Question

Consider the beta distribution with parameters $(\mathrm{a},\mathrm{b})$. Show that

(a) when $\mathrm{a}>1$and $\mathrm{b}>1$, the density is unimodal (that is, it has a unique mode) with mode equal to $(\mathrm{a}-1)/(\mathrm{a}+\mathrm{b}-2)$

(b) when $\mathrm{a}\le 1$, $\mathrm{b}\le 1$, and $\mathrm{a}+\mathrm{b}<2$, the density is either unimodal with mode at $0$or $1$or U-shaped with modes at both$0$and$1$;

(c) when $\mathrm{a}=1=\mathrm{b}$, all points in $[0,1]$are modes.

Short answer

a.$\left[0,1\right]$is a maximum segment of $\mathrm{x}$is unimodal

b. It is zero or one mode.

c.
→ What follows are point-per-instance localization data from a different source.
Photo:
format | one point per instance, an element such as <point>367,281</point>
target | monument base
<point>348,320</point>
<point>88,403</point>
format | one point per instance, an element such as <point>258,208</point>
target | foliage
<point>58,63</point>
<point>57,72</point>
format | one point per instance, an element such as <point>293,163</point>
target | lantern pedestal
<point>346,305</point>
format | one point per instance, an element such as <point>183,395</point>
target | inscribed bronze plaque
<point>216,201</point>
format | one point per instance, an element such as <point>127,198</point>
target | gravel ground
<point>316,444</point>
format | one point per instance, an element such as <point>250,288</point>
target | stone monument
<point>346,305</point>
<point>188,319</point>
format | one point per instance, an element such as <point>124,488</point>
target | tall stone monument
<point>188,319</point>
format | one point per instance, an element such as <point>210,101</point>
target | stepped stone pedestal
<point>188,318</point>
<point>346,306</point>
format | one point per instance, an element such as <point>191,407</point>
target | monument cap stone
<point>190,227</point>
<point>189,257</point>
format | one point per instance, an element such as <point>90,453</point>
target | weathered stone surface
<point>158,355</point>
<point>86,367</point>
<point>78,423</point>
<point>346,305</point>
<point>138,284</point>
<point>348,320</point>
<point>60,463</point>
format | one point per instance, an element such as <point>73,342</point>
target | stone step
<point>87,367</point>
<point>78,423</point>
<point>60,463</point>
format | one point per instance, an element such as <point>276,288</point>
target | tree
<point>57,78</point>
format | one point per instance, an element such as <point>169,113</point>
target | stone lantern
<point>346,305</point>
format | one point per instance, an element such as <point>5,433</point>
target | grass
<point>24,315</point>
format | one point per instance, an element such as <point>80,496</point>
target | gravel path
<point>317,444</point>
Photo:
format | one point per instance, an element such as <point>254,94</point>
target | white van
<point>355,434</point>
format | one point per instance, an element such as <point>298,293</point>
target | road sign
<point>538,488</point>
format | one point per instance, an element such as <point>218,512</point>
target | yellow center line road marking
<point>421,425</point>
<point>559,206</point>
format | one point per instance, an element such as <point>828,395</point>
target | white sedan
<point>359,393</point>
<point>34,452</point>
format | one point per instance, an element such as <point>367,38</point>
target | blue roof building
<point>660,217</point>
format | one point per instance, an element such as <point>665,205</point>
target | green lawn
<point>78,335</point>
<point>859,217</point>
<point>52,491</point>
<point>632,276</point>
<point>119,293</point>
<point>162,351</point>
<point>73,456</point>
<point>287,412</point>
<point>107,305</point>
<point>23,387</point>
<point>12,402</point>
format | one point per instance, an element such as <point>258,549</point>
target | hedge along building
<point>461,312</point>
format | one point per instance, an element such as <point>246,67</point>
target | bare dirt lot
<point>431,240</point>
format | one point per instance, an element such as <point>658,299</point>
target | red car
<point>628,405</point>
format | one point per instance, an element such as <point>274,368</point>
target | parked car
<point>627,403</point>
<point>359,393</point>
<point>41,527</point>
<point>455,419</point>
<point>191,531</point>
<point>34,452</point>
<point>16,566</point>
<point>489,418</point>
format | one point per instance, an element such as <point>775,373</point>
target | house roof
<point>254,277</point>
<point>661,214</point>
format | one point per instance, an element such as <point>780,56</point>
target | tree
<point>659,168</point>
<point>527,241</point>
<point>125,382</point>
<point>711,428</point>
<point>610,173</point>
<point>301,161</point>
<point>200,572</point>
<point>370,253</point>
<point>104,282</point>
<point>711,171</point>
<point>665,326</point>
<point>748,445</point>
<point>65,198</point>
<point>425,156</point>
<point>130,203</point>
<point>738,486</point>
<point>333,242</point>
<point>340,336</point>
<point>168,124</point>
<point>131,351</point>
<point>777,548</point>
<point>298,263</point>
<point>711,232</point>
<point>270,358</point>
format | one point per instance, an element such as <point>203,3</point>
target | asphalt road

It is zero and one mode.

Step-by-step solution

Explanation (part a)

a.

Density function,

$\mathrm{f}\left(\mathrm{x}\right)=\frac{1}{\mathrm{B}(\mathrm{a},\mathrm{b})}{\mathrm{x}}^{\mathrm{a}-1}(1-\mathrm{x}{)}^{\mathrm{b}-1}$

Maximum of function,

$\mathrm{g}\left(\mathrm{x}\right)=(\mathrm{a}-1)\mathrm{logx}+(\mathrm{b}-1)\log (1-\mathrm{x})$

First derivative is,

${\mathrm{g}}^{\text{'}}\left(\mathrm{x}\right)=\frac{\mathrm{a}-1}{\mathrm{x}}-\frac{\mathrm{b}-1}{1-\mathrm{x}}$

Second derivative is,

${\mathrm{g}}^{\text{'}\text{'}}\left(\mathrm{x}\right)=-\frac{\mathrm{a}-1}{{\mathrm{x}}^2}+\frac{\mathrm{b}-1}{(1-\mathrm{x}{)}^2}$

For

$\mathrm{a}>1$and $\mathrm{b}>1$derivative is equal to zero

So,

${\mathrm{g}}^{\text{'}}\left(\mathrm{x}\right)=0\iff \frac{\mathrm{a}-1}{\mathrm{x}}$

$=\frac{\mathrm{b}-1}{1-\mathrm{x}}\iff \mathrm{x}=\frac{\mathrm{a}-1}{\mathrm{a}+\mathrm{b}-2}$

$\underset{\mathrm{x}\to 0}{\lim }\mathrm{g}\left(\mathrm{x}\right)=\underset{\mathrm{x}\to 1}{\lim }\mathrm{g}\left(\mathrm{x}\right)=-\infty$

Explanation (part b)

The stationary point calculated in $(0,1)$is the lone contender for maximum in interval$(0,1)$in this situation (a).

However, we do have that.

${\mathrm{g}}^{\text{'}\text{'}}\left(\frac{\mathrm{a}-1}{\mathrm{a}+\mathrm{b}-2}\right)=-\frac{(\mathrm{a}-1{)}^3}{(\mathrm{a}+\mathrm{b}-2{)}^2}+\frac{(\mathrm{b}-1{)}^3}{(\mathrm{a}+\mathrm{b}-2{)}^2}\ge 0$

Explanation (part c)

c.

If $\mathrm{a}=\mathrm{b}=1$, $\mathrm{X}~\mathrm{Unif}(0,1)$is the result.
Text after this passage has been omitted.